PostPosted: Sun May 29, 2005 9:09 am    Post subject: Data sheet from National Review of Diptera, Falk, 1991 Reply with quote

Datasheet from the Review of Scarce and Threatened Diptera, Falk (1991).

RHINGIA ROSTRATA (Linnaeus) NOTABLE

DISTRIBUTION Records widely dispersed in southern England extending as far north as Worcestershire and also in Wales (Carmarthenshire, Pembrokeshire, Cardiganshire, Denbighshire).

HABITAT An association with ancient broadleaved woodlands is apparent (shaded conditions could be required).

ECOLOGY Larval biology unknown and circumstantial evidence suggests it is unlikely to be cow dung like the common C. campestris though some other form of decaying organic matter such as carrion is a possibility. Adults recorded from May to September probably as two broods.
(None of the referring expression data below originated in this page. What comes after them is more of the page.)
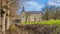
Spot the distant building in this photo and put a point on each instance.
(35, 16)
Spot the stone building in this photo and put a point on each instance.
(32, 16)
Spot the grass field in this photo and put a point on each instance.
(49, 22)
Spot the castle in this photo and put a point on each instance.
(31, 16)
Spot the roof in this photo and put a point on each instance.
(35, 12)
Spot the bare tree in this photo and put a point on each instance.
(7, 9)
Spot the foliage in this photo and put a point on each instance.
(49, 22)
(12, 28)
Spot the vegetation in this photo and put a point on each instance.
(49, 22)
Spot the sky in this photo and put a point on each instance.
(38, 5)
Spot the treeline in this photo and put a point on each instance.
(51, 13)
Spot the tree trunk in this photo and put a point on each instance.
(3, 23)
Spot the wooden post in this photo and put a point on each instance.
(8, 19)
(3, 23)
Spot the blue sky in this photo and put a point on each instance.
(37, 5)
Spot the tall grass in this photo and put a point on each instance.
(49, 22)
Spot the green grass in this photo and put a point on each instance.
(49, 22)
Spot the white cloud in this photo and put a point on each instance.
(35, 4)
(54, 2)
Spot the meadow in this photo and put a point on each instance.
(49, 22)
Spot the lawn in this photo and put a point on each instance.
(49, 22)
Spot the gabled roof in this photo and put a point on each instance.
(35, 12)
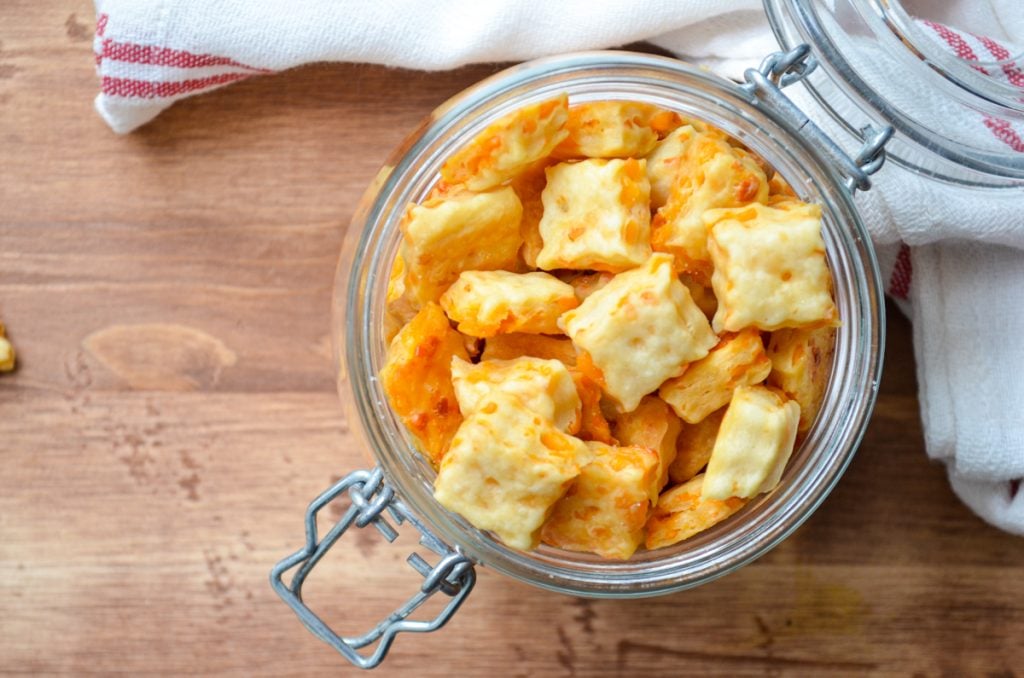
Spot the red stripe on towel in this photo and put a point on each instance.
(132, 53)
(1013, 72)
(1000, 128)
(151, 90)
(899, 283)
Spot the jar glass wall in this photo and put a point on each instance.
(373, 241)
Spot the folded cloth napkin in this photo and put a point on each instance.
(963, 249)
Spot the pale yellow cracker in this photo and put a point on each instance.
(506, 468)
(693, 447)
(488, 302)
(465, 231)
(595, 216)
(754, 443)
(545, 387)
(639, 330)
(528, 185)
(770, 268)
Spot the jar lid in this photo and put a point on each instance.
(954, 95)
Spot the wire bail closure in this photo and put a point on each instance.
(371, 497)
(780, 70)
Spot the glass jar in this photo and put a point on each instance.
(360, 287)
(884, 60)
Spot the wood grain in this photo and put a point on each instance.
(173, 412)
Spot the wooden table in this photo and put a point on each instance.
(174, 411)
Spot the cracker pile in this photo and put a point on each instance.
(610, 325)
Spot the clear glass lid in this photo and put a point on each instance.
(949, 80)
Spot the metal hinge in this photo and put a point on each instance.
(780, 70)
(454, 575)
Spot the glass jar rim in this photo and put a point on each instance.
(482, 103)
(800, 20)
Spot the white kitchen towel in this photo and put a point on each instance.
(963, 249)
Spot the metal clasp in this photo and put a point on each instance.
(783, 69)
(454, 575)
They feed on a range of tubular flowers including bluebell, alkanet Pentaglottis sempervirens and ragged robin Lychnis flos-cuculi and seem to prefer red and purple flowers, though they are occasionally reported visiting spring flowering shrubs.
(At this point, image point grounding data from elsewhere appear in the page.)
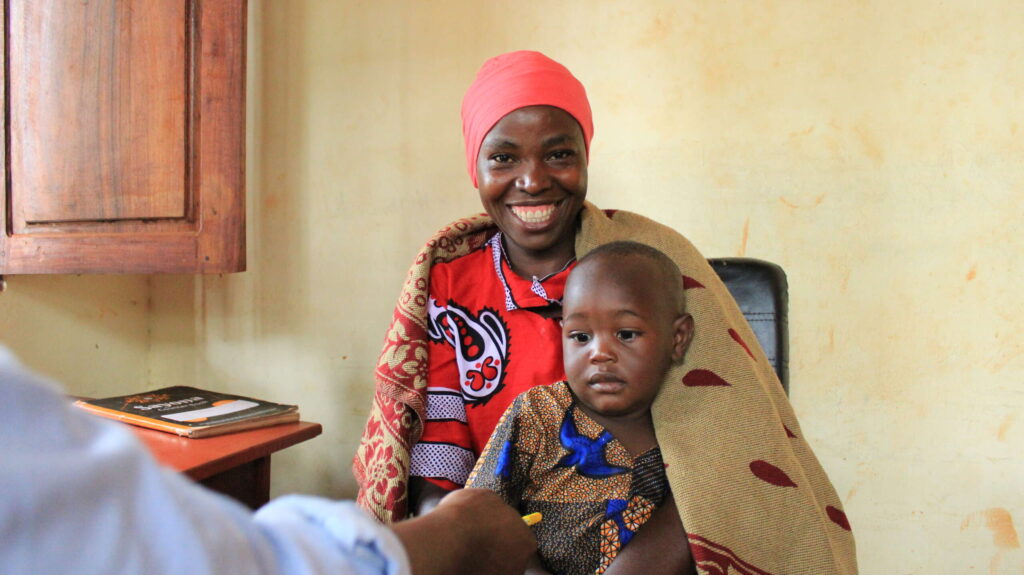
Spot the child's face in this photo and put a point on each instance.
(620, 336)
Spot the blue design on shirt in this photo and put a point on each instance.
(504, 466)
(586, 454)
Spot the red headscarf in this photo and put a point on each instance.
(517, 80)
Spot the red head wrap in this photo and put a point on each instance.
(517, 80)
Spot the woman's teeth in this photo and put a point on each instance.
(534, 214)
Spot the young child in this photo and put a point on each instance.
(583, 452)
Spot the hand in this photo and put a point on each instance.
(470, 531)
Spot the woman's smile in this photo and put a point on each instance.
(536, 215)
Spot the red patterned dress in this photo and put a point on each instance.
(547, 455)
(487, 344)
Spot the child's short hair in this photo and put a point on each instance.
(672, 278)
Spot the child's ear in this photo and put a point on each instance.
(682, 334)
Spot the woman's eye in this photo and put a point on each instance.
(628, 335)
(580, 338)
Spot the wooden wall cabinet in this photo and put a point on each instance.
(124, 132)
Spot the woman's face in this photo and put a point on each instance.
(531, 175)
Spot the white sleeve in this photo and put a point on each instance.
(79, 494)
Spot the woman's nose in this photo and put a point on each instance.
(534, 178)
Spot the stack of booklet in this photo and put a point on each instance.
(190, 411)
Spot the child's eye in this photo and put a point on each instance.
(580, 338)
(628, 335)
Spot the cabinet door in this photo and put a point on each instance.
(124, 124)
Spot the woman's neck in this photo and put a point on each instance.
(527, 264)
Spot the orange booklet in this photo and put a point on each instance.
(190, 411)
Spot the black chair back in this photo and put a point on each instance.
(761, 291)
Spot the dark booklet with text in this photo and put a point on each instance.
(190, 411)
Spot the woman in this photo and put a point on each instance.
(476, 324)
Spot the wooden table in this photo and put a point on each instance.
(236, 463)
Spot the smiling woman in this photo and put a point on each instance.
(477, 323)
STATUS Infrequent and very erratic, it may suddenly appear in abundance and then will not be seen for many years. About 25 post 1960 sites are known and are scattered widely. It was particularly frequent in Kent in the 1960s with some eight sites but has since declined. A number of the more recent records are from Wales, where it may be under-recorded. Status revised from RDB2 (Shirt 1987).

THREAT Clearance of woodland for agriculture and intensive forestry. Mis-management of heath and woodland rides and clearings, with resultant scrub and bracken invasion.

MANAGEMENT Maintain open rides and clearings in woods, with flowers for adult feeding.